Time for another film review. And a rare timely one at that. Let's take a look at today's brand new film ...
Leatherheads (d. George Clooney)
In the early part of the previous century, professional athletics weren't the bastions of integrity and sportsmanship that they are today. Nope. Back then, sports were often seedy undertakings, full of cheating and brawling. We've certainly come a long way.
George Clooney's new film Leatherheads is set amidst the rough and tumble of the NFL's nascent period, a time when the professional game was viewed as something akin to pro wrestling or maybe "American Gladiators" today; an explosion of violence vaguely resembling an actual athletic contest. Compared to the high-tech spectacle of the modern NFL, the game was quaint and low rent and would not be recognizable as "football" to modern eyes.
It was played in small towns like Portsmouth, Akron, Canton and Decatur. Only after the money started flowing would the New Yorks and Philadelphias of the world field their franchises. Once they did, the small towns were mostly squeezed out.
It is in that transitional time that we encounter the Duluth Bulldogs (trivia: in real life, the Duluth club had the politically and geographically incorrect name "The Eskimos") and their aging star and de facto leader Dodge Connelly, played by the director himself. The Bulldogs are on the verge of economic collapse when Dodge sees his chance to save the franchise by signing the nation's hottest college player -- and a war hero to boot -- Carter "The Bullet" Rutherford (John Krasinski from TV's "The Office").
The story parallels the true tale of Red Grange and his entry into the NFL after legendary college football stardom, which is credited with having legitimized the pro game.
However, to the best of my knowledge, there's no real-world analog for Roxy Hart -- excuse me -- Lexie Littleton, Renee Zellweger's character, a reporter out to prove that Carter's war heroism is a sham. Lexie steps right out of movies as old as His Girl Friday, or as recent as The Hudsucker Proxy, a fast-talking, hard-nosed gal who don't take no guff from nobody, see?

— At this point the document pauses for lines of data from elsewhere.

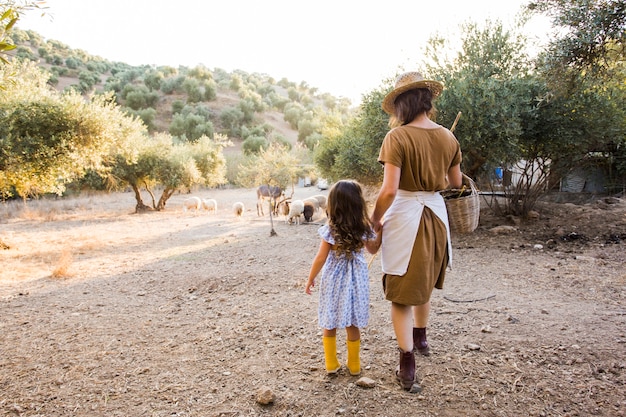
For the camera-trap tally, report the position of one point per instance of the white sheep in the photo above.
(296, 209)
(209, 204)
(192, 203)
(321, 200)
(313, 201)
(238, 209)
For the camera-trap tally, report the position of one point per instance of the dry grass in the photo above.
(63, 265)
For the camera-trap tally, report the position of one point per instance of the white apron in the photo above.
(401, 224)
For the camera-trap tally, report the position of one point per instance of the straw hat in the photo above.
(409, 81)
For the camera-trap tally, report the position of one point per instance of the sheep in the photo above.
(192, 203)
(295, 211)
(210, 205)
(309, 209)
(271, 193)
(283, 207)
(238, 209)
(313, 201)
(321, 199)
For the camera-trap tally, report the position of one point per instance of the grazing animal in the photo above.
(192, 203)
(238, 209)
(295, 211)
(271, 193)
(309, 209)
(209, 205)
(321, 199)
(283, 207)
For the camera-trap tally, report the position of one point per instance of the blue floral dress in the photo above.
(343, 288)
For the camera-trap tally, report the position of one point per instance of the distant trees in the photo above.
(10, 12)
(47, 139)
(161, 160)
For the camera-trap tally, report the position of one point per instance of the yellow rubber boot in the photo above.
(354, 361)
(330, 354)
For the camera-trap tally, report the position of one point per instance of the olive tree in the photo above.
(48, 139)
(162, 161)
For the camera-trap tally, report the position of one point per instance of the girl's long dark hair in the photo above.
(347, 216)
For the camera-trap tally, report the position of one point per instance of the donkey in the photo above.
(271, 193)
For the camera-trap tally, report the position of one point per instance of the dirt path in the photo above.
(189, 314)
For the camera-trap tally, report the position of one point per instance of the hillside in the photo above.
(187, 101)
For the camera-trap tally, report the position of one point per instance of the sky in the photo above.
(343, 47)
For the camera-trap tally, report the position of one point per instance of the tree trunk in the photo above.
(167, 193)
(140, 207)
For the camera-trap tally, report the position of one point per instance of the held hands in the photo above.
(309, 285)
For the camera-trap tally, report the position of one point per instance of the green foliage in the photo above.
(593, 33)
(273, 166)
(231, 119)
(161, 160)
(351, 151)
(292, 114)
(191, 86)
(488, 83)
(48, 139)
(152, 79)
(172, 84)
(210, 90)
(190, 126)
(10, 12)
(252, 145)
(147, 116)
(177, 106)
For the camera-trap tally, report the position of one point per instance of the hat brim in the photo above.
(388, 104)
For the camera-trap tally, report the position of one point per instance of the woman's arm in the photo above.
(391, 181)
(318, 264)
(455, 178)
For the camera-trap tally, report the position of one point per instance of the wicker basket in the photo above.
(463, 206)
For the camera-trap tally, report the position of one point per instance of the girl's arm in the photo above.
(318, 263)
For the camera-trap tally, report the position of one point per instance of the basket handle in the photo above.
(471, 182)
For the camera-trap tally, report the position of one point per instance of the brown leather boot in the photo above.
(420, 344)
(405, 373)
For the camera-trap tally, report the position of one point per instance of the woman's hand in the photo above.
(309, 286)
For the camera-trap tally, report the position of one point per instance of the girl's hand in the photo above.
(309, 286)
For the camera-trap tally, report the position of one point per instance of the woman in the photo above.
(420, 158)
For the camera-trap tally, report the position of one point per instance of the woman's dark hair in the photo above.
(347, 216)
(410, 104)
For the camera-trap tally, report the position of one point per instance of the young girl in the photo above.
(344, 284)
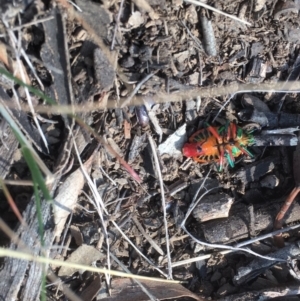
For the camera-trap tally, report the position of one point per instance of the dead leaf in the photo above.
(66, 199)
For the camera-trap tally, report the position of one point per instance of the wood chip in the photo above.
(66, 199)
(83, 255)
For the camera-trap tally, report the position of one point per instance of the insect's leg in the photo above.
(221, 162)
(213, 131)
(245, 151)
(229, 156)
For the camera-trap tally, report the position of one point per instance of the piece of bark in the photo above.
(84, 255)
(67, 197)
(275, 140)
(209, 40)
(237, 226)
(213, 206)
(55, 53)
(91, 291)
(266, 294)
(259, 265)
(269, 119)
(127, 289)
(21, 118)
(256, 170)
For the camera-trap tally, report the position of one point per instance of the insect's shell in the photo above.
(213, 144)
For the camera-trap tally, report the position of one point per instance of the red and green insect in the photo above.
(214, 144)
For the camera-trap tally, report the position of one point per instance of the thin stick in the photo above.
(138, 86)
(161, 97)
(162, 191)
(199, 3)
(117, 25)
(244, 243)
(281, 214)
(25, 256)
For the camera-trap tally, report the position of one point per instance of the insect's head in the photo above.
(192, 150)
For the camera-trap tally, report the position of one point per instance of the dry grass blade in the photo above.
(161, 97)
(38, 259)
(161, 184)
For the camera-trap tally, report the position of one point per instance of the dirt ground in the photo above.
(133, 188)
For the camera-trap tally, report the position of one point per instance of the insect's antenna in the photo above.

I wonder if the right guy could melt her icy heart. Wonder, wonder.
Leatherheads was written by Rick Reilly and Duncan Brantley, both of whom come from a sports background. They clearly know their way around the material on the field, as well as the behind-the-scenes wheeling and dealing. What they don't know is adult human interaction. The film wants the scenes between Clooney and Zellweger to evoke classic screwball comedy, something Cary Grant and Irene Dunne might have performed, or Tracy and Hepburn. But the lines are intermittently clever, at best (one suspects the actors may have been punching up their own dialogue on the set), and the romantic spark never truly kindles.
Meanwhile, the more satirical football scenes are well researched, but flat. I couldn't help but wish for the madcap abandon of Slap Shot, another film about an aging athlete gleefully urging his team to break the rules. Much is made about the change in football between the early days and the time after all the new rules are instated, but as it plays on the screen, there's no discernible difference. Where are the Hanson brothers when you need them?
Director Clooney can never quite get Actor Clooney to settle on a single tone for his performance, either. With Krasinski, he plays things relatively straight; but with Zellweger, he's all mannerisms and tics. It's probably not a coincidence that his better directing efforts (Good Night and Good Luck and Confessions of a Dangerous Mind) had him turning over the lead roles to others.
It's too bad. The world of early pro football is rife with comedic possibilities, but Leatherheads can't quite seem to pick up that ball and run with it.